BİREYSEL DAĞCILAR İZİN ALMAYACAK
Spordan Sorumlu Devlet Bakanı Fikret Ünlü geçen hafta Federasyon Başkanı Alaatin Karaca'yla yaptığı görüşmelerde bu kararın değişmesi gerektiği yönünde tavsiyede bulundu. Bunun üzerine Genel Sekreter Salih Ceceli iznin artık sadece federasyon faaliyetleri için gerekli olacağını açıkladı. ‘‘Bakanımızın da isteğiyle bireysel dağcıların izin almasına artık gerek yok. Bu kararı alırken dağcılarımızın güvenliğini sağlamayı düşünmüştük. Ama bazı çevreler bu karardan hoşnut kalmadı.’’
FEDERASYON KONTROL ETMEK İSTİYORAlaattin Karaca (Federasyon Başkanı): Dağcılarımızın daha güvenli bir şekilde çalışmaları için çaba gösteriyoruz. Bu izin kararına karşı çıkanlar birkaç rant grubundan başkası değil. Bu işten çıkarı olanlar var. Kazaların yüzde 70'e yakını tecrübesizlikten kaynaklanıyor. Kazalar sebebiyle de Dağcılık Federasyonu hedef tahtası haline getiriliyor. Yoksa dağcılara engel çıkarmak gibi bir niyetimiz yok.

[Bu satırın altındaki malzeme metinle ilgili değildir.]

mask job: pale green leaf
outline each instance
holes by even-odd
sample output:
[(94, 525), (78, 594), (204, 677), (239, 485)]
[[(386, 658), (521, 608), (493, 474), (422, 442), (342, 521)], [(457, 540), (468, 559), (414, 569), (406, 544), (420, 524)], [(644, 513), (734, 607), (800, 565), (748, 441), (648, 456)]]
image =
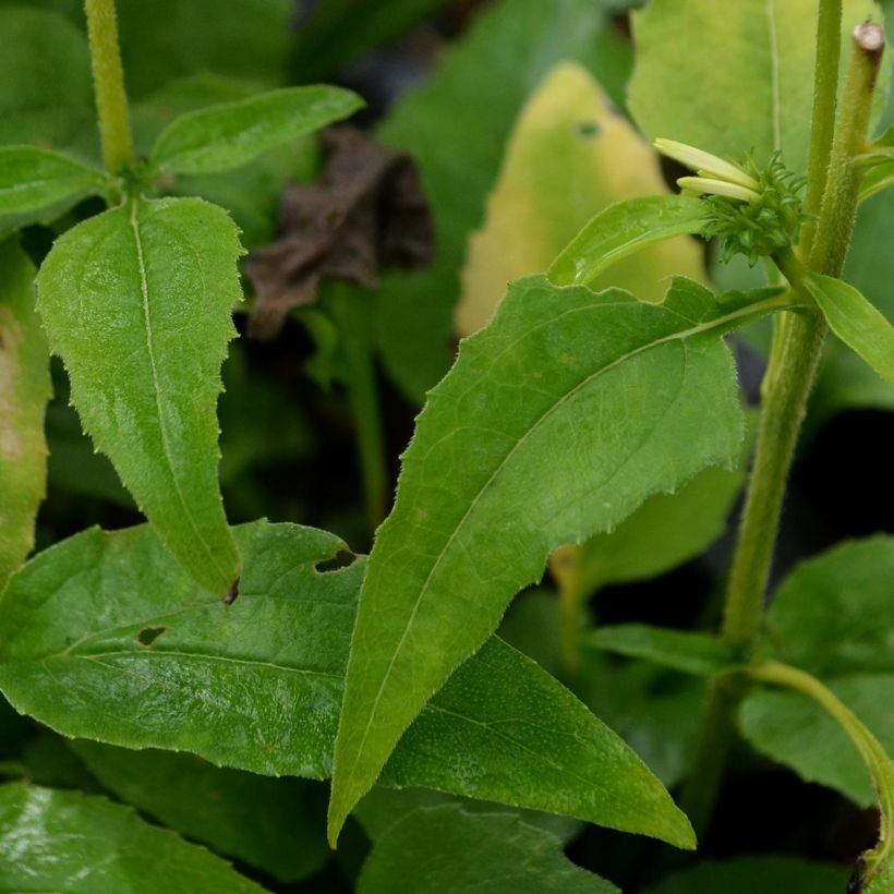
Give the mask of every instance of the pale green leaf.
[(49, 352), (33, 278), (25, 253), (14, 242), (0, 244), (0, 592), (34, 546), (47, 480)]
[(894, 384), (894, 326), (857, 289), (841, 279), (810, 274), (805, 282), (832, 331), (882, 378)]
[[(581, 246), (582, 256), (567, 261), (576, 269), (581, 265), (588, 270), (592, 267), (594, 275), (566, 279), (559, 264), (558, 275), (553, 268), (548, 273), (553, 281), (563, 286), (581, 282), (592, 288), (617, 286), (641, 300), (660, 301), (667, 290), (667, 277), (674, 274), (704, 280), (702, 252), (692, 240), (677, 239), (645, 247), (661, 238), (648, 231), (657, 230), (673, 214), (668, 207), (665, 215), (656, 214), (650, 220), (639, 203), (651, 208), (662, 197), (674, 207), (686, 203), (679, 196), (667, 195), (655, 153), (615, 111), (587, 69), (577, 62), (559, 63), (519, 116), (499, 179), (487, 200), (484, 228), (469, 241), (462, 298), (456, 311), (457, 331), (467, 336), (484, 326), (507, 282), (548, 267), (593, 215), (628, 198), (640, 210), (636, 224), (632, 209), (625, 221), (612, 222), (614, 251), (603, 246), (601, 253), (595, 244), (599, 238), (592, 235), (583, 240), (587, 244)], [(697, 200), (689, 202), (694, 204), (700, 220), (704, 206)], [(641, 228), (637, 235), (630, 232), (635, 227)], [(575, 244), (580, 241), (575, 240)], [(595, 276), (597, 266), (619, 262), (637, 249), (643, 251), (636, 258), (618, 264), (607, 276)], [(602, 257), (606, 253), (612, 255), (611, 261)]]
[(467, 240), (482, 224), (525, 99), (553, 65), (577, 60), (620, 106), (629, 57), (628, 43), (593, 0), (499, 0), (378, 129), (385, 143), (415, 159), (436, 215), (434, 263), (380, 278), (379, 348), (389, 375), (413, 400), (421, 402), (449, 367)]
[(134, 200), (69, 230), (37, 277), (84, 430), (168, 548), (218, 596), (239, 573), (215, 407), (241, 251), (215, 205)]
[(667, 630), (644, 624), (597, 627), (585, 641), (594, 649), (710, 677), (734, 670), (741, 659), (727, 642), (710, 633)]
[(609, 266), (655, 242), (697, 233), (704, 204), (686, 195), (631, 198), (600, 212), (553, 261), (547, 276), (557, 286), (588, 285)]
[[(324, 778), (365, 563), (331, 534), (234, 529), (241, 592), (193, 583), (147, 525), (38, 555), (0, 603), (0, 688), (67, 736)], [(691, 830), (642, 762), (536, 664), (493, 639), (422, 712), (383, 776), (681, 847)]]
[(316, 806), (323, 793), (312, 783), (218, 768), (192, 754), (83, 740), (71, 747), (116, 797), (280, 881), (313, 875), (329, 858)]
[(105, 174), (34, 146), (0, 147), (0, 215), (43, 212), (98, 192)]
[[(253, 894), (219, 857), (126, 807), (76, 792), (0, 786), (0, 889), (76, 894)], [(9, 859), (14, 855), (13, 859)]]
[[(850, 29), (878, 21), (872, 0), (844, 0), (843, 59)], [(718, 156), (778, 150), (804, 173), (810, 138), (819, 0), (653, 0), (635, 12), (637, 67), (630, 110), (652, 140)], [(842, 67), (844, 70), (844, 65)], [(842, 77), (844, 72), (842, 71)]]
[(848, 874), (800, 857), (739, 857), (674, 872), (643, 894), (843, 894)]
[(358, 894), (619, 894), (575, 866), (561, 841), (511, 813), (469, 813), (456, 805), (414, 810), (375, 844)]
[(722, 305), (679, 278), (629, 292), (510, 286), (419, 416), (363, 584), (336, 746), (331, 830), (450, 672), (556, 546), (609, 530), (654, 493), (739, 456), (720, 336), (776, 305)]
[[(894, 675), (848, 675), (825, 684), (894, 752)], [(875, 802), (859, 752), (816, 702), (797, 692), (757, 691), (742, 705), (739, 724), (754, 748), (805, 781), (836, 788), (861, 807)]]
[(766, 644), (812, 674), (894, 674), (894, 537), (845, 543), (799, 565), (766, 616)]
[(150, 164), (174, 173), (216, 173), (347, 118), (363, 105), (339, 87), (290, 87), (188, 112), (171, 122)]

DAĞCILAR BÖYLE OLMAZ DİYORNasuh Mahruki: İzin meselesi pratikte mümkün olmayan bir uygulama. Zaten dağcılığın böyle kontrol edilmesine gerek yok. Ankara'dan böyle bir mekanizmayı yürütmek, yani merkezi otoriteden izin almak mümkün değil. Belki yerel makamlar vasıtasıyla bir haber verme sistemi olabilir. Mesela dağın bulunduğu bölgede jandarmaya haber verme şeklinde olabilir. Ağrı Dağı'na izinsiz çıkılmaması normal. Ama tüm dağları nasıl kontrol edeceksiniz?
Uğur Uluocak: Öncelikle bu karar tamamen vatandaşlık hakkına, özgürlüklere aykırı. Bunun dışında sadece sorun çıkartır. Jandarmaya emir gidecek, onlar da kendilerince tüm dağcıları denetlemeye çalışacaklar. Federasyonun da şu andaki yapısıyla bunu yürütmesi mümkün değil. İzin yoluyla güvenliği artırmak ise mümkün değil. Kişi, güvenliğinden kendisi sorumludur. Yurt dışında da durum böyledir. Federasyonun görevi böyle kararlar yerine rehberlik ve eğitmenlik kurumunu geliştirmek olmalıdır.
Tunç Fındık: Aklıbaşında her dağcı zaten bilgilendirme yapar. Ben de her tırmanıştan önce aileme veya güvendiğim birine haber bırakıyorum. Ama bu izin alma zorunluluğu bir kere seyahat özgürlüğünü kısıtlıyor. İzin zorunluluğu dağcıların güvenliğini artırmaz. Alınabilecek önlem de arama-kurtarma faaliyetlerinin geliştirilmesidir.